Real Leaders

Which Countries are Greenwashing and Why?

New research into firms’ symbolic and substantive CSR practices has shed light on differing expectations of the role of business in society. The extent to which companies meet their CSR promises depends on national attitudes to competition and individualism says Oxford academic Thomas Roulet.

The assumption that corporations say one thing and do another when it comes to Corporate Social Responsibility (CSR) is not far from the truth, but just how much they follow through on their promises depends on cultural interpretations of the principles of liberal economics and the perceived role and strength of the government, says Thomas Roulet, Research Fellow at Saïd Business School, University of Oxford. In a paper for the Journal of Business Ethics, “The Intentions with Which the Road is Paved: Attitudes to Liberalism as Determinants of Greenwashing”, Thomas Roulet and his co-author, Samuel Touboul, IPAG Business School, explored the ambiguities surrounding firms’ commitments to social and environmental initiatives.

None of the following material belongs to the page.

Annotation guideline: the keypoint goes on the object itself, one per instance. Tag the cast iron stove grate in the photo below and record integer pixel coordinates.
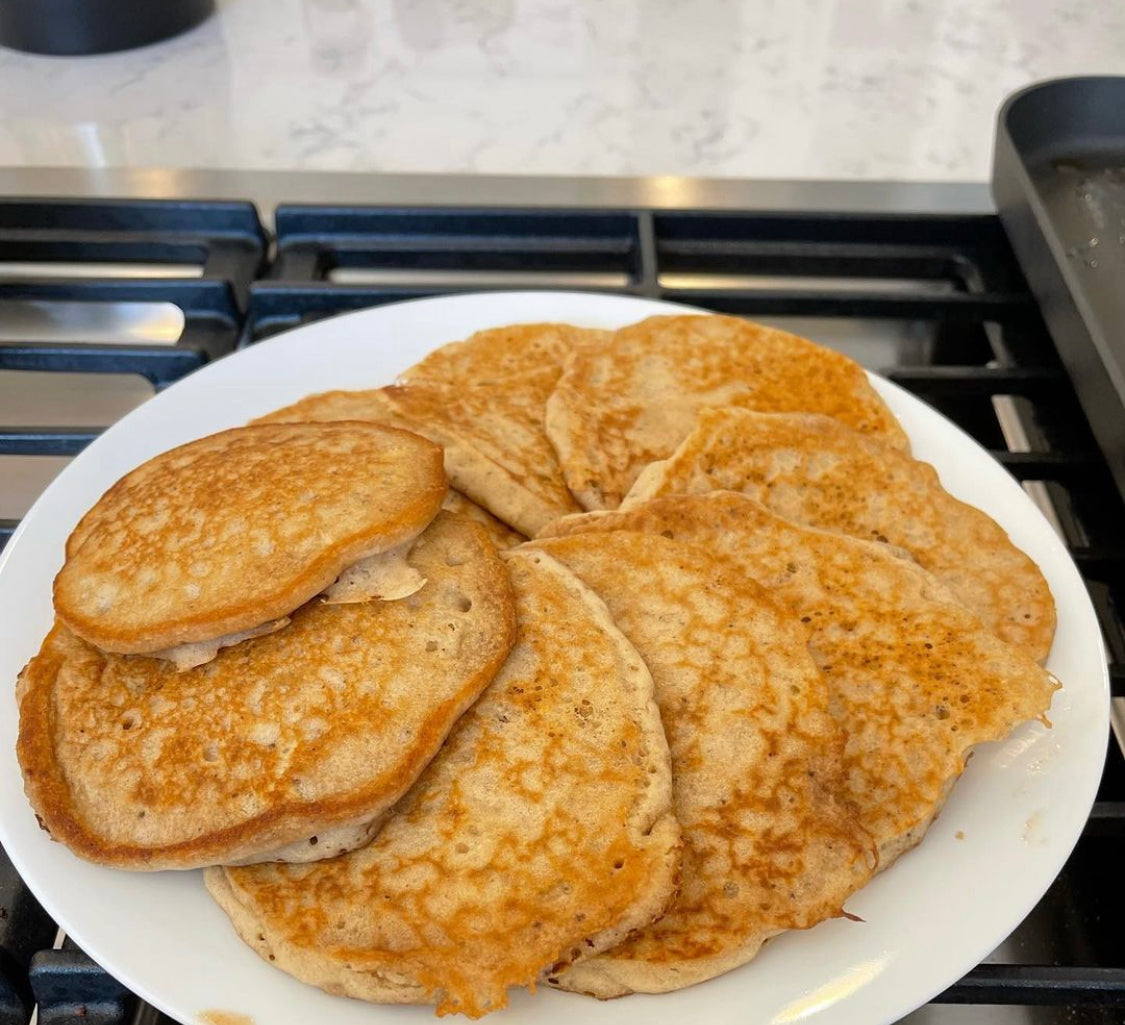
(936, 303)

They discovered that in countries where people believed strongly in the virtues of competition, firms were more likely to practise “greenwashing” – that is, to make a lot of noise about their CSR but to do very little. In countries where liberalism was interpreted as predominantly about individual responsibility, firms were more likely to focus on concrete actions. “Our research suggested a highly complex relationship between beliefs in particular virtues of economic liberalism and the socially responsible behaviours of organisations,” said Dr Roulet.

“It also raises a number of subtle questions relating to the respective roles of business and the state. When a small state is favoured, for example, it seems more likely that companies will step in to ‘fill the gap’. Indeed, some businesses end up having more power than the state and, through becoming involved in developing infrastructures, even substitute for it. However, the business people we interviewed were keen to make a distinction between socially responsible things that businesses should be doing, such as reducing the harmful emissions that they generate themselves, and activities that they engage in that are not really part of their remit, but may enhance their reputations.”

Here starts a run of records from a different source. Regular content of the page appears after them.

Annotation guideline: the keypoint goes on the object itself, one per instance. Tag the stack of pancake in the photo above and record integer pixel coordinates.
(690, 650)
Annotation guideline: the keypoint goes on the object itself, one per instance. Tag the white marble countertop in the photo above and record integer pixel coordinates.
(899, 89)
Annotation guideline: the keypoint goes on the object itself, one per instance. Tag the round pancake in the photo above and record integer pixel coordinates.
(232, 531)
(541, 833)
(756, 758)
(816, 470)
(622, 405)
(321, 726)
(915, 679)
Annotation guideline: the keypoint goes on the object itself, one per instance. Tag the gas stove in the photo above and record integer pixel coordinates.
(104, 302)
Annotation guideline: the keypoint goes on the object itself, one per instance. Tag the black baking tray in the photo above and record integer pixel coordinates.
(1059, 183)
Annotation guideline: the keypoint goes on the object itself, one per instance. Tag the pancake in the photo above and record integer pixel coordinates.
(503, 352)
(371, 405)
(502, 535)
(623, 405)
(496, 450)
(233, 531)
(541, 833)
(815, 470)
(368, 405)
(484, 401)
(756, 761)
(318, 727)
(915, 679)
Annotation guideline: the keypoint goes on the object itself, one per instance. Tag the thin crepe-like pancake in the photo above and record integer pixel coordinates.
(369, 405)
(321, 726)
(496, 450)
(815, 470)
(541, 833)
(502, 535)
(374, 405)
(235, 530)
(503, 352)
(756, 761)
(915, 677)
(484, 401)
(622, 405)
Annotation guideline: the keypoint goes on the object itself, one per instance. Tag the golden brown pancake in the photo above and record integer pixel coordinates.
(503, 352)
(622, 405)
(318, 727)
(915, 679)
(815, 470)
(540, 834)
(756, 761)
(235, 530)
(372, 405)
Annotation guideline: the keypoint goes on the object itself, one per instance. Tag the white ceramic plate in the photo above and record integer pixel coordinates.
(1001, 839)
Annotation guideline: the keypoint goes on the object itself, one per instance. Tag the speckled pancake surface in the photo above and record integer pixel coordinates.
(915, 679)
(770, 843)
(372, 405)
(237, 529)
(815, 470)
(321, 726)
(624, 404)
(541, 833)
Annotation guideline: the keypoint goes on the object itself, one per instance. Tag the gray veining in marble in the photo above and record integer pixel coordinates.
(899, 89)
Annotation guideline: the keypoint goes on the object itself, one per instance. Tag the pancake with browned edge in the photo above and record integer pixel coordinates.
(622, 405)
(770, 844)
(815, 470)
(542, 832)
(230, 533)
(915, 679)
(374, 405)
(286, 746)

Even when firms act responsibly, they can be doing so with a certain amount of cynicism.

Using qualitative and quantitative methods, the researchers calculated average country-level beliefs when it came to two central tenets of economic liberalism: a belief in the virtues of competition and a belief in the importance of individual responsibility. They found that developed market economies such as Switzerland, the United States, New Zealand and Canada tended to have higher cultural beliefs in favour of individual responsibility. While those countries also score highly in terms of cultural beliefs in favour of competition, it appears that countries with higher scores on this variable are fast developing countries such as India, China, and Morocco.

Mapping these country-level beliefs against the CSR actions of firms in those countries confirmed that firms are more likely to greenwash when populations’ beliefs in the virtue of competition are predominant, and when their beliefs in individual responsibility are less prominent. Therefore, in a country like Morocco, where beliefs in the virtue of individual responsibility are low, but in the virtue of competition are high, firms are more likely to greenwash. Conversely, in a country like France, where the population believes in the virtue of individual responsibility but prefers an absence of competition, firms are less likely to greenwash as they tend to implement socially and environmentally responsible actions without specifically signalling those actions.

“We tend to assume that firms are inherently selfish and more likely to indulge in symbolic CSR practices that look good, such as getting green accreditation, than actively trying to improve stakeholders’ welfare by, for example, reducing CO₂ emissions,” said Dr Roulet. “In fact, our research has shown that what a firm does in the context of CSR is influenced by the shared cultural expectations in its country of origin, which either unconsciously encourage greenwashing or demand substantive action.

Subtle distinctions between different countries’ interpretations of what a liberal economy is all about can lead to very different attitudes and actions when it comes to how businesses operate in relation to society.”